Code reviews are integral part of SDLC. If you are a professional software engineer, there is a high chance that you have reviewed someone's code and someone has reviewed your code.

Why do we need a code review ? Put simply , it allows teams to maintain high code quality and in fact improve it as time goes by. But the benefits of code reviews don't end there. Code reviews allow teams to keep code consistency in terms of standardized programming patterns, improve code readability and maintainability, reduce buggy / half-baked code, reduce tech debt, improve code health etc. Here's an funny illustration on code quality.

Source

Now that you have some context ( not that you didn't , but just in case ) , I would like to deep dive into today's topic - "Code Review Speed" !

The speed of code review is a key metric that every agile team should track.
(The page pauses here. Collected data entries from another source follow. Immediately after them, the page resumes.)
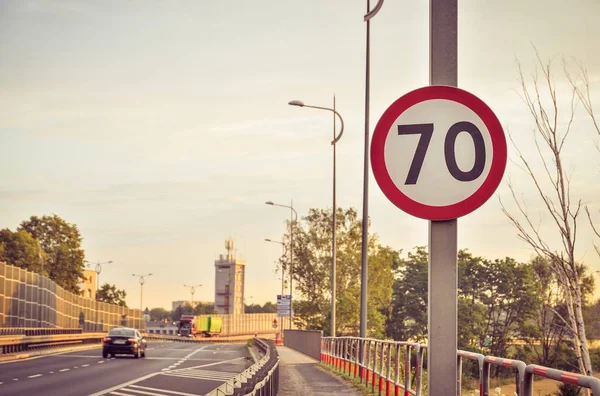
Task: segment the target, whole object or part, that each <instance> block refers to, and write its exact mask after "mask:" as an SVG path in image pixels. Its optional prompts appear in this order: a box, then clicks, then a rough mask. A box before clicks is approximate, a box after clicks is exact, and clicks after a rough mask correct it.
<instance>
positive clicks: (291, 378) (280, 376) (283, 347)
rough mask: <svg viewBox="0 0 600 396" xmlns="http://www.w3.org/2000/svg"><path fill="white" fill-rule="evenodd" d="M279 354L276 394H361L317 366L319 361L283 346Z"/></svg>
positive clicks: (309, 394) (341, 381)
mask: <svg viewBox="0 0 600 396" xmlns="http://www.w3.org/2000/svg"><path fill="white" fill-rule="evenodd" d="M277 353H278V354H279V393H278V396H296V395H323V396H325V395H348V396H361V395H362V394H361V393H359V392H358V391H357V390H356V389H354V388H352V385H350V384H348V383H346V382H344V380H342V379H340V378H338V377H336V376H335V375H333V374H331V373H329V372H328V371H326V370H324V369H322V368H321V367H319V362H318V361H317V360H315V359H313V358H311V357H308V356H306V355H305V354H303V353H300V352H297V351H295V350H293V349H291V348H288V347H285V346H277Z"/></svg>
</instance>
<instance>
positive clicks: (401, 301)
mask: <svg viewBox="0 0 600 396" xmlns="http://www.w3.org/2000/svg"><path fill="white" fill-rule="evenodd" d="M427 266H428V253H427V248H426V247H425V246H418V247H416V248H415V249H414V251H413V252H408V257H407V258H406V259H401V260H400V265H399V267H398V270H397V271H396V281H395V282H394V286H393V303H392V304H391V305H390V306H391V311H390V312H389V314H388V317H387V321H386V333H387V335H388V336H390V337H392V338H393V339H394V340H402V341H406V340H414V341H417V342H423V341H425V340H426V339H427V304H428V301H429V299H428V294H427V290H428V279H427V274H428V271H427Z"/></svg>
Its the average time taken for reviewing a PR in your team. Ideally the average code review time should be less than a day, but more often than not you will see code reviews taking two,three and sometimes even more days. Slower code reviews generally translate into reduced team velocity, low quality code reviews, sprint spillovers and wait-agony for engineers.

In our organization, I personally saw and experienced the adverse effects of slower code reviews. And thats where I started following a three-pass method to really speed up my code reviews. Let's go through these 3 passes one by one.

1. Language constructs and coding style

In my first pass of code review, I start with assessing the changes based on basic language / programming standards and the coding style which is being followed by the team.

Generally the kind of loopholes I am looking for are - any hardcoded strings which could be moved to constants, opportunities where we can use latest/better programming constructs to simplify the code ( eg. in JS code using ?. instead of null checks, using || to replace a if statement, using reduce over map/filter ), reusable code candidates, missing validation checks for variables, missing documentation, missing exception handling, explicit type checks, typos and spelling mistakes, incorrect naming for function and variables, missing RTL support etc.

This pass helps me to identify any quick fixes in the change that needs to be done. This pass basically identifies code cleanup opportunities.

Image Source

2. Solution design and implementation approach

In the second pass, I would look at the solution or change as whole. I start looking into thought process put-in behind the change as whole.

Generally the kind of loopholes I am looking for in this phase are - programming anti patterns (e.g. putting some business logic in client vs in backend service), programming overkills (e.g oversimplified business logic), design gaps ( eg. logic built to work only in specific context & could fail in different context), backward compatibility issues, logging & analytics gaps, proper error boundary handling.

This pass helps me to identify potential show stoppers. These are major gaps which can potentially affect codebase health leading to bug spread in future.

Image Source

3. Test coverage, device compatibility

In the last pass, I focus on testing and compatibility aspects. Programmers are inherently biased towards their own code. Most of us are focused on getting things working and forget to test the robustness and error handling capability for our code. That's where this pass helps.

Generally the kind of loopholes I am looking for in this phase are - missing test cases, incomplete or badly designed test cases, lack of testing across multiple device sizes and platforms, incomplete localization support etc.

This final pass helps me to call out any last minute important misses. More often than not I always find few things in this pass of review.

Image Source

Well that's all I had for this article. If this approach makes sense to you, I would definitely recommend to give it a try.